When I left I was a footnote in a thousand stories;
Perfectly crafted literary tomes in green and white wrapping,
With black bindings, and authors’ names in red.
When I arrived, I became my own story;
Chapters of me unfolding on an old, rust-traced typewriter called depression–
Paragraphs perfectly indented through disappointment, and betrayal;
I forged a character who at once had her own voice,
And the voices of many.
She spoke in her own tone,
Discovering there was a bit of strength hidden
beneath those mountains,
And that there was such a thing as plot,
Hidden between the books another Author had penned for her.

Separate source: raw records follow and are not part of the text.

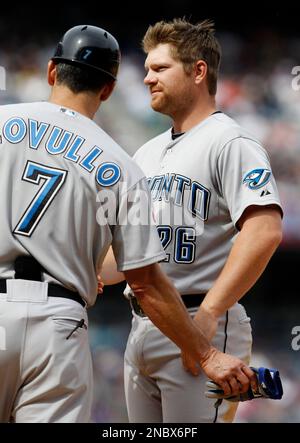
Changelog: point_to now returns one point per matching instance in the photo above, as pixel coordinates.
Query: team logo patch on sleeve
(257, 178)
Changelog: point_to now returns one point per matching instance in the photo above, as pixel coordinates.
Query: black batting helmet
(89, 46)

And in writing her, as she read those books,
I became adept in dissertations on self-loathing,
Leaning uncomfortably against hot ink, until it almost burnt my skin–
For I was an expert doctor already,
In the subject of my studies:
So I wrote my own biography,
Carefully including you, and her, and them,
In the wrinkled pages of my bibliography.

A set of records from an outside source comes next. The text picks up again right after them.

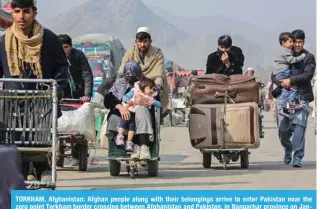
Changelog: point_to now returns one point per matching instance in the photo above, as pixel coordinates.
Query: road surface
(181, 168)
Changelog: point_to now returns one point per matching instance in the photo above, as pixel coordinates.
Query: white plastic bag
(80, 121)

Then, I ripped out the index that led me back
to pages five, and six, and thirteen, where I’d
Highlighted everything, but the grainy pictures I still
quiz myself on when the world feels too good.
Now, I’m no longer a story locked ‘twixt meaningless citations, and the dictionary no longer defines me
As merely the seeded sins of a few others;
I’ve earned myself a place on the shelf,
Because every good writer learns in time,
That even the most secondary of characters,
Is more than a temporary foil.
They learn with age, and clear ink,
That a simile is not quite the same as a metaphor,
The hare has a story, although the tortoise is the tale,
And their friends told that story, ‘though
You don’t hear much ’bout their tails.
I am volumes in Anger, with an encyclopaedic collection in Defense,
But there is a stock over there in Love,
And a catalogue on “How Not To Lose Your Smile”;
The only footnotes I will be assigned to,
Are the ones that say, “Don’t stop here, there’s an excellent
story, behind that story.” or “Check Volume XXI, where she shows you this was only a minor lesson.”
Kadeen Nichelle Oksana Waldron
Friday, June 26, 2015. 05:20-06:36 hrs.